Chapter 5 Scrubbing Data - 5.2 Common Scrub Operations for Plain Text - 《Data Science at the Command Line》

5.2 Common Scrub Operations for Plain Text

5.2 Common Scrub Operations for Plain Text

In this section we describe common scrubbing operations for plain text. Formally, plain text refers to a sequence of human-readable characters and optionally, some specific types of control characters (for example a tab or a newline) (see: http://www.linfo.org/plain_text.html). Examples include: e-books, emails, log files, and source code.

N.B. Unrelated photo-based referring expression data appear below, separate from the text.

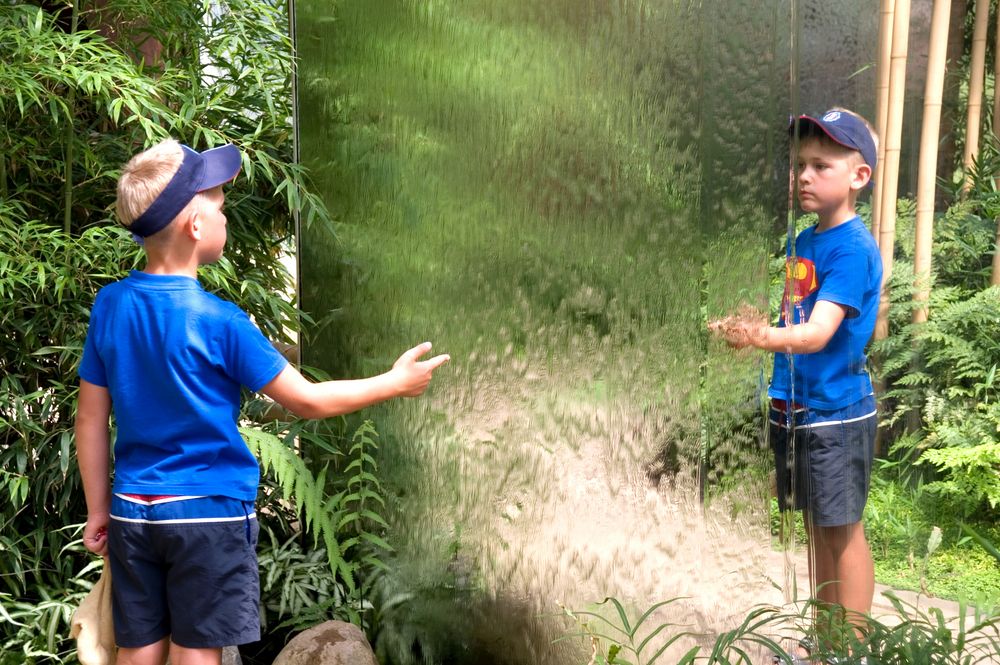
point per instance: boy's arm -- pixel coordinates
(408, 377)
(93, 456)
(808, 337)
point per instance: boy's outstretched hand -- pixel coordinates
(414, 375)
(747, 327)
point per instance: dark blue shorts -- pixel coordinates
(830, 471)
(184, 568)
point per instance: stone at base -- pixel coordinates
(330, 643)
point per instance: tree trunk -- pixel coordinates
(892, 140)
(976, 75)
(927, 166)
(881, 106)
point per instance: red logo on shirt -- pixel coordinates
(800, 274)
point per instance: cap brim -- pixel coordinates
(222, 164)
(808, 119)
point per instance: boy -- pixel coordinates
(169, 359)
(827, 318)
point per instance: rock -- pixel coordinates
(330, 643)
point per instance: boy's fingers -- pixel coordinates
(436, 361)
(417, 351)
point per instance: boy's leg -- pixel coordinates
(852, 568)
(151, 654)
(184, 656)
(156, 654)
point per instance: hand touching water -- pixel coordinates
(412, 375)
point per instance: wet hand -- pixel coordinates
(413, 375)
(748, 327)
(95, 534)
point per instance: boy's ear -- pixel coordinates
(862, 174)
(192, 225)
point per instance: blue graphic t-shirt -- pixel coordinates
(174, 358)
(840, 265)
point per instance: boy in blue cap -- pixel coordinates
(827, 318)
(169, 360)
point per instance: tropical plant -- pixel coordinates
(912, 637)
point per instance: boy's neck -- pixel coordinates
(157, 264)
(833, 219)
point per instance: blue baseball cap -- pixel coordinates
(846, 129)
(198, 172)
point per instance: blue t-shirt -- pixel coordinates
(840, 265)
(173, 358)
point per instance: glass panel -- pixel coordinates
(559, 194)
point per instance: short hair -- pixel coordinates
(144, 177)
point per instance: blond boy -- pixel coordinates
(821, 391)
(169, 360)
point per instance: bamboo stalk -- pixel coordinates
(69, 139)
(937, 56)
(976, 76)
(996, 97)
(892, 140)
(881, 105)
(995, 272)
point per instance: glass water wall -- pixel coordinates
(560, 194)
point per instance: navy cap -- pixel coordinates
(199, 171)
(846, 129)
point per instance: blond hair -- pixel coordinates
(144, 177)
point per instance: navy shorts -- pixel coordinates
(184, 568)
(830, 471)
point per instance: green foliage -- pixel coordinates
(42, 581)
(74, 106)
(971, 475)
(912, 637)
(296, 587)
(346, 522)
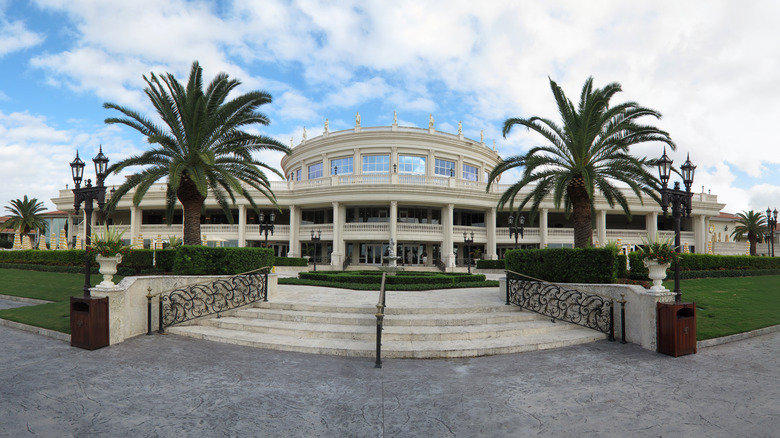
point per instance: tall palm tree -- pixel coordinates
(751, 224)
(584, 154)
(26, 216)
(202, 147)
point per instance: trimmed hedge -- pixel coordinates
(567, 265)
(203, 260)
(291, 261)
(491, 264)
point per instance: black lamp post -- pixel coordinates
(771, 221)
(516, 229)
(87, 194)
(266, 225)
(315, 240)
(468, 243)
(680, 200)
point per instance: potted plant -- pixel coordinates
(109, 250)
(658, 256)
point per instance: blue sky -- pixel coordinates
(710, 67)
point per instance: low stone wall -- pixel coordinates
(640, 308)
(127, 304)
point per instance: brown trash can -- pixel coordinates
(676, 328)
(89, 322)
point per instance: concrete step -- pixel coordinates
(526, 324)
(393, 349)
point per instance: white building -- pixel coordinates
(423, 189)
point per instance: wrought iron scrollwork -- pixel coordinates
(588, 310)
(198, 300)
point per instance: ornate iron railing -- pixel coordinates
(559, 303)
(197, 300)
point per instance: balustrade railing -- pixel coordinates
(559, 303)
(198, 300)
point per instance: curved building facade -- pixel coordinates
(424, 190)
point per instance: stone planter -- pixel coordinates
(108, 268)
(657, 274)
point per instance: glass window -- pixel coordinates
(414, 165)
(470, 172)
(376, 164)
(344, 166)
(315, 171)
(445, 168)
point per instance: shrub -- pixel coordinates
(491, 264)
(203, 260)
(566, 265)
(291, 261)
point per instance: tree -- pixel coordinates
(202, 147)
(584, 154)
(751, 224)
(25, 216)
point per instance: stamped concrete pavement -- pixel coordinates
(179, 387)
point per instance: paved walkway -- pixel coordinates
(179, 387)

For the purpose of this book, we assume that the plain text contains some data, and that it has no clear tabular structure (like the CSV format) or nested structure (like the JSON and HTML formats). We discuss those formats later in this chapter. Although these operations can also be applied to CSV, JSON and XML/HTML formats, keep in mind that the tools treat the data as plain text.

5.2.1 Filtering Lines

The first scrubbing operation is filtering lines. This means that from the input data, each line will be evaluated whether it may be passed on as output.

5.2.1.1 Based on Location

The most straightforward way to filter lines is based on their location. This may be useful when you want to inspect, say, the top 10 lines of a file, or when you extract a specific row from the output of another command-line tool. To illustrate how to filter based on location, let’s create a dummy file that contains 10 lines:

$ seq -f "Line %g" 10 | tee data/lines
Line 1
Line 2
Line 3
Line 4
Line 5
Line 6
Line 7
Line 8
Line 9
Line 10

We can print the first 3 lines using either head, sed, or awk:

$ < lines head -n 3
$ < lines sed -n '1,3p'
$ < lines awk 'NR<=3'
Line 1
Line 2
Line 3

Similarly, we can print the last 3 lines using tail (Rubin, MacKenzie, Taylor, et al. 2012):

$ < lines tail -n 3
Line 8
Line 9
Line 10

You can also you use sed and awk for this, but tail is much faster.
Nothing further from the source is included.